Director’s Note
Thank you for your continued interest in the Berkeley APEC Study Center (BASC). Through your readership, we are excited to continue being part of an interdisciplinary conversation regarding the dynamics of the increasingly critical Asia-Pacific region.
We hope this newsletter will help enhance your understanding of the linkages between politics, economics, and business related to the Asia-Pacific region. BASC is especially grateful for the generous support from the Institute of East Asian Studies, the Social Science Matrix, the Center for Chinese Studies, and the Center for Korean Studies for our cooperative projects. We are also deeply grateful for the UC National Laboratory Fees Research Program’s sustained support in our collaboration with the UC Institute on Global Conflict and Cooperation and the Taipei Cultural and Economic Office in San Francisco. Finally, we are also deeply grateful for the sustained support of the Center for Global Partnership of the Japan Foundation, the Ron and Stacey Gutfleish Foundation, the Notre Dame Pietas Foundation, and our ever-expanding group of former BASC alums.

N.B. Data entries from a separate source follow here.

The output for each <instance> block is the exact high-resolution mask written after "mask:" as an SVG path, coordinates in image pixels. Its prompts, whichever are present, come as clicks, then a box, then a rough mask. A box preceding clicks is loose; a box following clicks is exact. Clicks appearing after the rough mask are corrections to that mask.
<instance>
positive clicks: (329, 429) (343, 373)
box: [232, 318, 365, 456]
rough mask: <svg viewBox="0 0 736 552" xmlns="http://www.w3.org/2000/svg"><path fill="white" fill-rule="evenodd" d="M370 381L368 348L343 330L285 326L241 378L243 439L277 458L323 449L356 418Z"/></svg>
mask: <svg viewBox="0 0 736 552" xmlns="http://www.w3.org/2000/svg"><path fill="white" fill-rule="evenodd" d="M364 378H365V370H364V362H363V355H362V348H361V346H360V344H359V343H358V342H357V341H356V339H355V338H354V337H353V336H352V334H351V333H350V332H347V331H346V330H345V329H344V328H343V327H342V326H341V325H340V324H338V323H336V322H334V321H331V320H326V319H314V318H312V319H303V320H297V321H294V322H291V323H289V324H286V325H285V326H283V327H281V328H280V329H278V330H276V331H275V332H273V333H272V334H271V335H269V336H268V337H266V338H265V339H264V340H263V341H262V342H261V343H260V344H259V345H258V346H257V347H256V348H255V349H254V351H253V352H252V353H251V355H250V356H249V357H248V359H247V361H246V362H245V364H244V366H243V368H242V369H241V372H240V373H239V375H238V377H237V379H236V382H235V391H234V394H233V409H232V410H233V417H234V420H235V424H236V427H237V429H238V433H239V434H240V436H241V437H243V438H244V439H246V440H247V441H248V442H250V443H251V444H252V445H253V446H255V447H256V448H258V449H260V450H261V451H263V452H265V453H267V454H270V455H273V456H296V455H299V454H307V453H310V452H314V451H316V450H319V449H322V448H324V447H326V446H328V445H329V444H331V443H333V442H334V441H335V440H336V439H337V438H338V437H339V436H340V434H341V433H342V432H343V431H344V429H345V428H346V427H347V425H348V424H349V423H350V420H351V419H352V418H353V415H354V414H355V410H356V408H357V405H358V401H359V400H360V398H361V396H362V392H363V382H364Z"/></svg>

Through our supporters, collaborators, and colleagues like you, BASC has the privilege of advancing the discussionon a range of critical economic and security issues in increasingly unprecedented times. We wish you all the utmost safety and health in these challenging times and look forward to continuing our dialogue for years to come.
BASC Projects
The articles in this newsletter reflect the work that BASC has been doing on these fronts over the last year. To begin, we are pleased to present two adapted versions of published articles that are a part of our “Indo-Pacific Geo-Economic Competition Project.” In the first, I join BASC Deputy Director Andrew Reddie in examining economic statecraft in the 21st Century and outlining the implications for the future of the global trade regime. In the second, BASC Associate Director Tim Marple discusses the international race for digital fiat currencies and steps for the United States to restore its leadership through a digital dollar.
Research Analyses
We are also excited to present a series of research analyses that examine the range of strategic, economic, and social concerns that BASC looks to address. Project Director Ishana Ratan offers commentary on the contours of U.S.-China clean technology competition, the origins of these great powers’ industrial policy strategies, and the implications for clean technology governance going forward. Our undergraduate Research Assistants have also made valuable contributions. Wanjun Zhao assesses the importance of news media in shaping public opinions and the political and economic determinants of media biases in the ongoing U.S.-China trade war. Zeroing in on state incentives, regime effectiveness, and systemic factors, Zhijie Ding analyzes the dual crises of the World Trade Organization and provides policy recommendations for institutional reform. Finally, Gavin Zhao documents the challenges that the UK’s and China’s accession applications pose to the scope and strength of the Comprehensive and Progressive Agreement for Trans-Pacific Partnership (CPTPP).
Last but not least, we are pleased to present a summary of a newly published book by T.J. Pempel, Jack M. Forcey Professor Emeritus in Political Science at UC Berkeley, where he analyzes the relationship between the political economies of ten East Asian countries over a forty-year period along with the changing regional orders that have resulted.